Por um lado, é um sintoma positivo, sinal de que os espaços se autonomizaram. Por outro, existe demasiada focagem no local de habitação e desconhecimento do que está à volta, ou seja, o mesmo tipo de postura que os do centro têm para com os da periferia.
O Portugal moderno habita, essencialmente, nas grandes regiões metropolitanas de Lisboa e Porto. É aí que muitos problemas irrompem, mas é também aí que novas possibilidades podem ser criadas e fragilidades reparadas. Terá o primeiro-ministro, pelo fato de habitar num espaço com características semelhantes à da maior parte da população, maior sensibilidade para eles? “Viver num determinado local molda o caráter das pessoas”, considera João Seixas. “Mas temos de ter em atenção que as paisagens são cada vez mais móveis e esquizofrénicas.” Será uma oportunidade ter um primeiro-ministro que vive na periferia, se este revelar um reconhecimento territorial ajustado? Depende, argumenta Seixas: “Ele pode ter um maior conhecimento das necessidades da grande região de Lisboa, em comparação com uma pessoa que viva no centro e não saiba sequer onde é Massamá, mas não é certo.”

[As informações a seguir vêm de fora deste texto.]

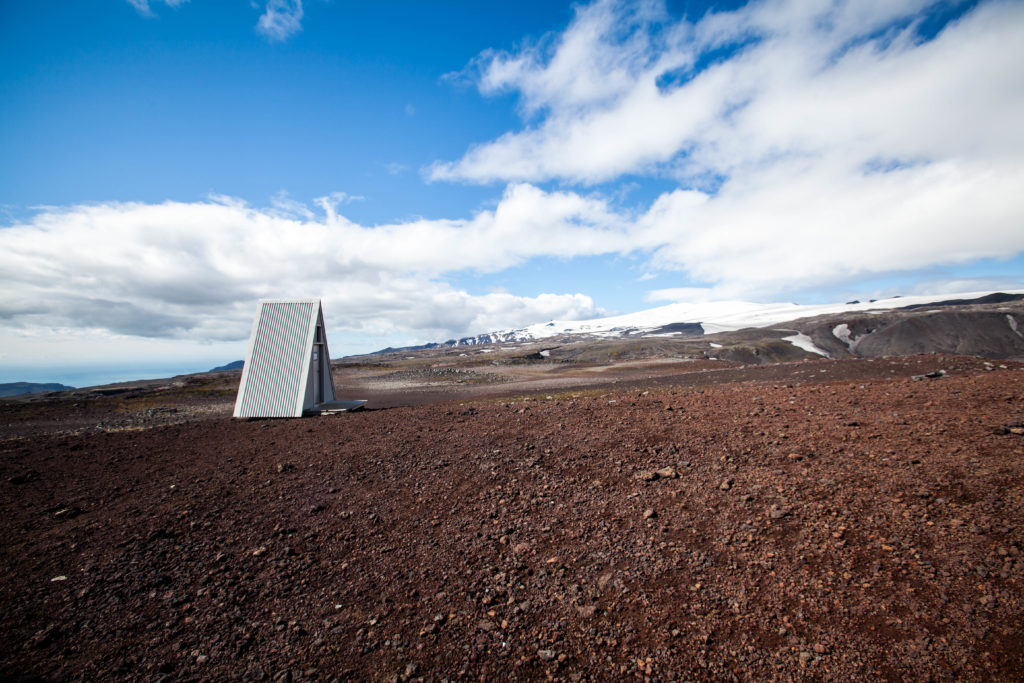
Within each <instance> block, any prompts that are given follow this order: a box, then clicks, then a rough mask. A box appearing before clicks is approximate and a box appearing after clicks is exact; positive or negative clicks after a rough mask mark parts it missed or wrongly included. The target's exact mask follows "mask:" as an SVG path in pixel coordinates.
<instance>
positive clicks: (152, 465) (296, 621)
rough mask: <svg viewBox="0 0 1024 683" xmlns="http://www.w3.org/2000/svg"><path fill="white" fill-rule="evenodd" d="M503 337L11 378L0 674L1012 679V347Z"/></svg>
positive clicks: (678, 678)
mask: <svg viewBox="0 0 1024 683" xmlns="http://www.w3.org/2000/svg"><path fill="white" fill-rule="evenodd" d="M659 343H660V342H659ZM662 350H664V349H662ZM496 353H497V354H493V355H494V357H493V358H488V359H486V361H484V360H483V359H481V358H480V357H477V356H472V357H468V356H467V357H463V356H459V355H458V353H453V354H452V355H451V356H445V357H440V356H432V357H415V358H414V357H411V356H410V357H407V358H404V359H403V360H402V362H403V364H404V365H400V364H399V361H398V360H397V359H392V360H390V361H387V362H384V361H380V362H377V361H371V359H368V358H364V359H360V360H351V361H347V362H341V364H338V365H337V367H336V369H335V371H336V374H335V381H336V385H337V386H338V390H339V396H340V397H345V398H368V399H370V402H369V403H368V405H367V408H368V409H369V410H366V411H362V412H358V413H352V414H345V415H335V416H323V417H309V418H304V419H296V420H233V419H231V418H230V417H229V416H230V411H231V407H232V403H233V398H234V391H236V389H237V386H238V380H239V375H238V373H219V374H214V375H208V376H195V377H187V378H175V379H174V380H171V381H165V382H160V383H138V384H136V385H130V386H124V387H113V388H106V389H103V390H100V391H86V392H82V391H79V392H62V393H55V394H51V395H46V396H35V397H29V398H24V399H19V400H7V401H3V402H0V490H2V496H0V501H2V510H3V514H2V515H0V538H2V539H3V543H2V547H0V554H2V562H0V608H2V613H3V624H2V627H0V629H2V634H0V676H2V677H3V678H4V680H10V681H14V680H20V681H91V680H132V681H136V680H137V681H201V680H211V681H219V680H243V681H305V680H308V681H332V680H339V681H340V680H373V681H407V680H425V681H443V680H450V681H456V680H475V681H486V680H564V681H583V680H590V681H611V680H616V681H617V680H644V681H673V680H759V681H760V680H824V681H848V680H907V679H909V680H969V681H971V680H1005V681H1011V680H1021V679H1022V678H1024V626H1022V625H1024V554H1022V543H1024V422H1022V420H1024V364H1020V362H1013V361H1002V360H993V359H983V358H978V357H971V356H956V355H942V354H926V355H911V356H903V357H878V358H844V359H825V358H816V357H815V356H813V355H811V354H801V357H799V358H796V359H791V360H788V361H785V362H777V364H767V365H757V366H752V365H743V364H741V362H733V361H728V360H725V359H723V360H708V359H699V358H681V357H666V355H665V354H664V353H660V354H657V353H646V352H644V353H639V354H634V356H633V357H630V358H626V359H622V360H616V361H614V362H610V361H607V359H605V361H602V362H591V364H589V365H588V364H583V365H581V364H575V365H571V366H569V365H565V364H562V365H559V364H556V362H554V361H552V360H551V358H550V357H549V356H538V355H537V354H534V353H530V354H525V355H524V354H523V353H520V352H519V351H514V352H512V354H513V355H515V354H518V356H516V357H522V358H525V357H527V355H528V357H529V358H530V360H529V361H526V360H523V361H522V362H518V361H515V360H516V358H514V357H512V358H509V357H506V358H505V359H506V360H508V362H505V364H504V365H503V361H502V358H501V357H500V356H501V351H500V350H499V351H497V352H496ZM507 355H508V354H507ZM654 356H658V357H654ZM460 357H461V358H462V360H461V361H460V360H458V358H460ZM468 360H473V364H468ZM460 364H461V365H460Z"/></svg>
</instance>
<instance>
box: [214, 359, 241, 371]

O que é certo é que do ponto de vista simbólico é relevante. O próprio Pedro Passos Coelho pode jogar com isso. “É alguém que não é da Lapa, de Campo de Ourique, do Parque das Nações ou das Avenidas Novas e isso tem relevo”, continua João Seixas.
“Porque é que as pessoas que estão no poder têm de ser muito diferentes das outras?”, interroga Graça Dias. “Espero que tenham a capacidade de ver mais longe, mas isso não significa que tenham de vir de um local ou de uma origem específica.”
Voltamos a Joaquim Alvarães, agora bem mais calmo. ”O Lula da Silva não era operário? No início toda a gente desconfiava dele, depois todos diziam que ser operário lhe tinha permitido perceber melhor os verdadeiros problemas do Brasil.”